## SVD for topic analysis

We can use SVD to determine what we call ***latent features***. This will be best demonstrated with an example.

### Example

Let's look at users ratings of different movies. The ratings are from 1-5. A rating of 0 means the user hasn't watched the movie.

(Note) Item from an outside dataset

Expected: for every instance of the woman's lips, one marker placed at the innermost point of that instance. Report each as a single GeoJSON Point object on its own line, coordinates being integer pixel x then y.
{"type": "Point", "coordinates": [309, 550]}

|       | Matrix | Alien | StarWars | Casablanca | Titanic |
| ----- | ------ | ----- | -------- | ---------- | ------ |
| **Alice** |      1 |     2 |        2 |          0 |      0 |
|   **Bob** |      3 |     5 |        5 |          0 |      0 |
| **Cindy** |      4 |     4 |        4 |          0 |      0 |
|   **Dan** |      5 |     5 |        5 |          0 |      0 |
| **Emily** |      0 |     2 |        0 |          4 |      4 |
| **Frank** |      0 |     0 |        0 |          5 |      5 |
|  **Greg** |      0 |     1 |        0 |          2 |      2 |

Note that the first three movies (Matrix, Alien, StarWars) are Sci-fi movies and the last two (Casablanca, Titanic) are Romance. We will be able to mathematically pull out these topics!

Let's do the computation with Python.

In [2]:
# !pip install pandas

Collecting pandas
  Downloading pandas-0.22.0-cp36-cp36m-macosx_10_6_intel.macosx_10_9_intel.macosx_10_9_x86_64.macosx_10_10_intel.macosx_10_10_x86_64.whl (14.9MB)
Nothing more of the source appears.